Пока Эми переодевалась, в дверь постучали, и вошла эта горничная с цветами, поставленными в вазу, которую нашла для нее мисс Жафф. В цветах была карточка — от Отто. Эми посмотрела, что могли увидеть Жаффы: на конверте красовались баронский геральдический знак, или что-то подобное, маленький золотой круг со звездой внутри и инициалы О. Ш. Для того, кто с ними знаком, сомнений не оставалось. Горничная тепло улыбнулась Эми. Не то чтобы Эми на самом деле это беспокоило: может быть, они подумали, что она покупает шале. И все же она чувствовала, что лицу становится жарко от смущения и дурных предчувствий. Ох боже мой, и зачем только она это сделала? Конечно, в то время это не казалось такой уж плохой идеей.
Утром медсестры помогли Керри сесть в кровати.
— Так-то лучше. У вас из горла вынули трубки, бедная мадам Венн.

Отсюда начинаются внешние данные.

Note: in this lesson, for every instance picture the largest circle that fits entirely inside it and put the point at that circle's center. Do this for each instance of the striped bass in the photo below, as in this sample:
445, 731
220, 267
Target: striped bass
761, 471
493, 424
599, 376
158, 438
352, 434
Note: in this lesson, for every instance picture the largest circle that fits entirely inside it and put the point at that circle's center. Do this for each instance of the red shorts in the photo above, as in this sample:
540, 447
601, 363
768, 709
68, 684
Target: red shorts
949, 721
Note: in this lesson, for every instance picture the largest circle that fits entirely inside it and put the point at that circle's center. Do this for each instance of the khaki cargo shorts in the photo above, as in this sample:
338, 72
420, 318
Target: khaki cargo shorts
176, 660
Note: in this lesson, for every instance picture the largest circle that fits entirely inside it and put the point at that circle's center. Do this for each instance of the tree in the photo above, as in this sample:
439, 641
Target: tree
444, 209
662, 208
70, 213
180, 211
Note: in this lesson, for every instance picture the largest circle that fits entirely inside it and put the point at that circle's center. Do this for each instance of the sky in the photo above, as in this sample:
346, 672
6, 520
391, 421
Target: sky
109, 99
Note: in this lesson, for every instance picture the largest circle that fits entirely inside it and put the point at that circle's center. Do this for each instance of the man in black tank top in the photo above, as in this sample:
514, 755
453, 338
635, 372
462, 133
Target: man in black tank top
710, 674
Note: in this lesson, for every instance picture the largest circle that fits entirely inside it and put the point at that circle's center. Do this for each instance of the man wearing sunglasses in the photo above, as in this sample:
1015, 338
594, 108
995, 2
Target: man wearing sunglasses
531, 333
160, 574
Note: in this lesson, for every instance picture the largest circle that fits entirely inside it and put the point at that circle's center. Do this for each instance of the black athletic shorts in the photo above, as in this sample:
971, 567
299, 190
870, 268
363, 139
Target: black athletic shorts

Керри не помнила, когда ей вынули трубки — должно быть, это сделали ночью или пока она была под воздействием успокоительного. Сейчас в ее голове значительно прояснилось, как будто ее включили с помощью переключателя «Вкл./Выкл.». Однако все, что произошло непосредственно до этого момента, казалось ей сплошным черным пятном, но, отматывая воспоминания назад, она смогла вспомнить Вальмери, отель, Гарри и Кипа, Адриана в лыжном костюме цвета хаки и темно-синих лыжных ботинках. Отель, потом темнота, и в этот промежуток, вероятно, что-то произошло, потом эта больница. Где Адриан и Гарри? Ей показалось странным, что здесь не было никого, кроме сияющих медсестер, которые говорили ей, что с ней все будет хорошо и что они на несколько дней переведут ее в обычную палату.
— Где мой ребенок? Мой муж? — закричала она. Это были именно те слова, которых и можно было ожидать от матери и жены, — закивали удовлетворенные медсестры.
— Все хорошо, хорошо. Гарри скоро придет повидаться с вами. Ваш муж в другой больнице, мадам. Его отвезли в Лондон к специалистам.
Керри сосредоточилась на воспоминаниях, и, таким же образом, как парализованного пациента побуждают пытаться двигать конечностями — старайтесь, старайтесь, — медсестра убеждала ее попытаться вспомнить все, что случилось. Некоторые воспоминания вернутся потом сами по себе, как сказал ей доктор, но попытки вспомнить могут помочь восстановлению нейронов, замерзших клеток… И она вспомнила, что они катались на лыжах. На первых порах этого оказалось достаточно.
— Мы катались! — воскликнула она, и медсестры подбадривали ее: да-да, именно так, но что потом?
После завтрака Руперт позвонил господину Осуорси, чтобы рассказать о том, что Керри пришла в себя. Осуорси воспринял новость с облегчением:
— Откровенно говоря, если бы этого не произошло, у нас возникли бы проблемы: организация присмотра за ребенком, проблемы опекунства…
— Я увижусь с ней попозже. Сегодня утром мы выезжаем в Лондон, но по дороге заедем в больницу, чтобы познакомиться с ней. К вечеру будем в Лондоне.